Rugby

Coupe du monde de rugby | Bernard Lapasset : "Le spectacle fait partie de notre ADN"

Par Arnaud Carré, France Bleu mardi 15 septembre 2015 à 16:12

Bernard Lapasset, le président de World Rugby
Bernard Lapasset, le président de World Rugby © Max PPP

Une coupe du monde de tous les records, l'arbitrage, ses espoirs de spectacle et les difficultés rencontrées avec le Japon pour la prochaine édition. Le patron de World Rugby fait le point à trois jours de l'événement. Entretien.

France Bleu : est-ce que le « bébé coupe du monde » a bien grandi ?__

Bernard Lapasset_ :On annonce partout qu’on bat tous les records donc c’est une réussite.
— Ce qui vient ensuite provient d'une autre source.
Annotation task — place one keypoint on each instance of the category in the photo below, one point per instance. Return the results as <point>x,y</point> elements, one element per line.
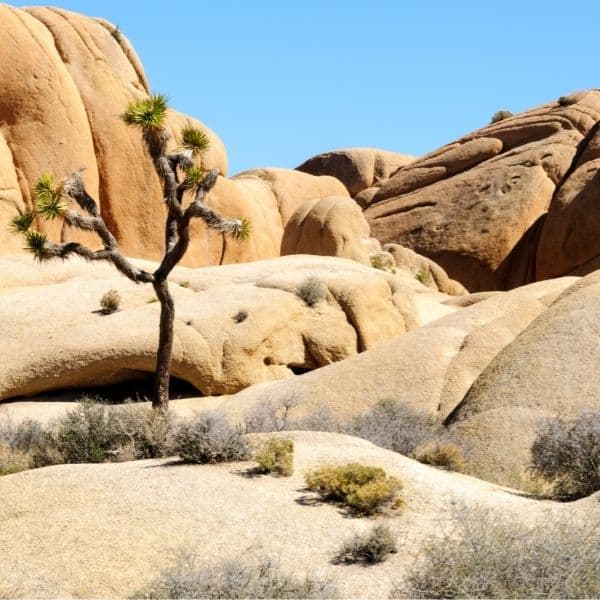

Je suis heureux d’avoir contribué à renforcer l’image du rugby international. Je crois que c’est la réussite du travail fait par World Rugby mais aussi du travail fait ans l’ensemble des pays. On a beaucoup travaillé sur la partie développement, beaucoup travaillé sur la partie promotion avec l’ouverture de nouvelles chaînes de télévision en Asie, en Amérique du Sud, aux Etats-Unis. On a vraiment travaillé sur la diffusion des images. Ça donne la référence d’une grande compétition internationale avec bien sûr une augmentation des revenus et des produits financiers. Tout ça servira pour le développement du rugby dans les quatre prochaines années.

Est-ce que le spectacle sera au rendez-vous ?

Regardez un peu dans l’histoire. On n’a jamais eu des coupes du monde avec beaucoup d’essais marqués dans les phases finales. Ce sont toujours des matches serrés et fermés. J’espère qu’on aura la chance de voir des équipes libérer leur énergie, leur savoir-faire. Le rugby a évolué, les règles ont évolué, le rugby professionnel est devenu plus dur, plus rigoureux. Mais tout ça ne doit pas faire oublier que le rugby est un sport de passion, de créativité où on a besoin de vivre de l’émotion, de sentir vibrer des gens qui viennent voir du spectacle. Je crois que c’est quelque chose qui fait partie de notre ADN. On a besoin de retrouver ça. On va voir comment démarre cette compétition pendant la phase de poules en espérant que les grands joueurs vont être au rendez-vous.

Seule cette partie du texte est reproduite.